Forever passionate about the quality of his recorded work, Okosuns is known to have once stated that “Nigerian listeners are very sophisticated and they don’t want any trash. An album has to be really world standard before they will put out their money to buy it. So you have to do your best work in the best studio.”

The fact is on record that he was particularly fascinated by the beauty and elegance of a recording session of Osibisa, the world famous Ghanaian highlife/pop band which he witnessed at EMI studios at Abbey Road, London England in 1976. He would subsequently embark on exquisite remakes of many of his own past hits.

Fame and Popularity: The song that actually launched Okosuns into the glitter and razzmatazz of international fame and global popularity was Fire in Soweto which appeared in 1977, incidentally the year of FESTAC. Insofar as protest songs go, Fire in Soweto was particularly timely and appropriate for the fact that it came in the anxious and turbulent wake of the notorious Soweto Massacre of June 16, 1976 when racist police in Azania – South Africa’s ancient name – opened fire indiscriminately on school children protesting peacefully the imposition of Afrikaans as the language of instruction in the Apartheid educational system instead of English.

It is reported that Robert Mugabe’s wife, Sally, was captivated by the spontaneity of Okosuns stage craft during a 1981 London concert for which reason he found himself invited to perform at Zimbabwe’s independence anniversary gala in Harare. In 1985, Okosuns joined Bob Dylan, Miles Davis, Bruce Springsteen and Run-DMC on the Sun City Project which was essentially an anti-apartheid benefit record.

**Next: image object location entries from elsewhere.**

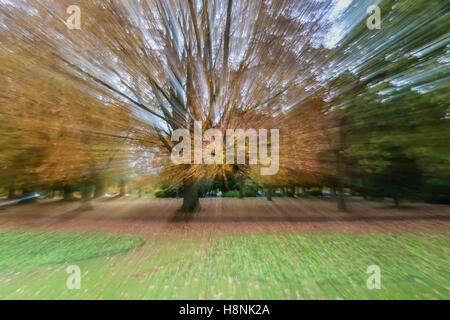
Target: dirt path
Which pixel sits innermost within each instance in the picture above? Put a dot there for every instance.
(158, 216)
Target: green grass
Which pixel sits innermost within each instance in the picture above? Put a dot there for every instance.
(263, 266)
(37, 248)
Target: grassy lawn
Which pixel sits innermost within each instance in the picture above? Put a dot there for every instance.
(263, 266)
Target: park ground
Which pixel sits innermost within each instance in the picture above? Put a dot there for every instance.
(289, 248)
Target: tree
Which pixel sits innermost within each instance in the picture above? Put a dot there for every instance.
(176, 62)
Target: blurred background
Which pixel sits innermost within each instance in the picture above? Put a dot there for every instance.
(88, 113)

The Reggae icon Jimmy Cliff is notable among frontline cultural heavyweights with whom Okosuns is known to have collaborated fruitfully in his quest for African libration by way of music.

Return to Faith: Sometimes in the narrative of a great artiste, a stage would come in life and experience when the way ahead stipulates the necessity to rethink previous choices and consider a switch of priorities. It is a fact that this turn of affairs occurred to mark the final episodic dramas of Sonny Okosuns’ experiences in life and music.

He did not hesitate to act upon the decision to summarily quit secular music and embrace the peace, calm, joy and comfort of Christian evangelical music. As Evangelist Sonny Okosuns, the former Ozzidi King went to the extent of founding a brand new church called The House of Prayer Ministries.

The newly founded church was housed in Sonny Okosuns’ own mansion at Ogba, near Agege in Lagos Metropolis. He would be as committed to the preaching of the gospel of Jesus as he had earlier been to the propagation the earlier Ozzidi message, if not more. It is said that he was generally more likely to give gifts to his parishioners than make repeated material demands on them as many other church leader are known to do.

But he never neglected to let his members know the importance of meeting up with any vows or commitments once they are willingly made to God for the reason that it was better not to make a pledge at all than to make one only to renege on it.

Quite often, Okosuns the evangelistic preacher made copious use of personal examples from his past life when admonishing his members on the need to seek first the kingdom of God and the necessity to avoid the lure of loose morals and a life of night clubbing.

He would for instance, refer often to his former love of spending his weekends in London in the company of nothing less than three female companions on each occasion, painting the city red in hard partying and wanton spending sprees before returning to Lagos with only the plane fare to hang upon.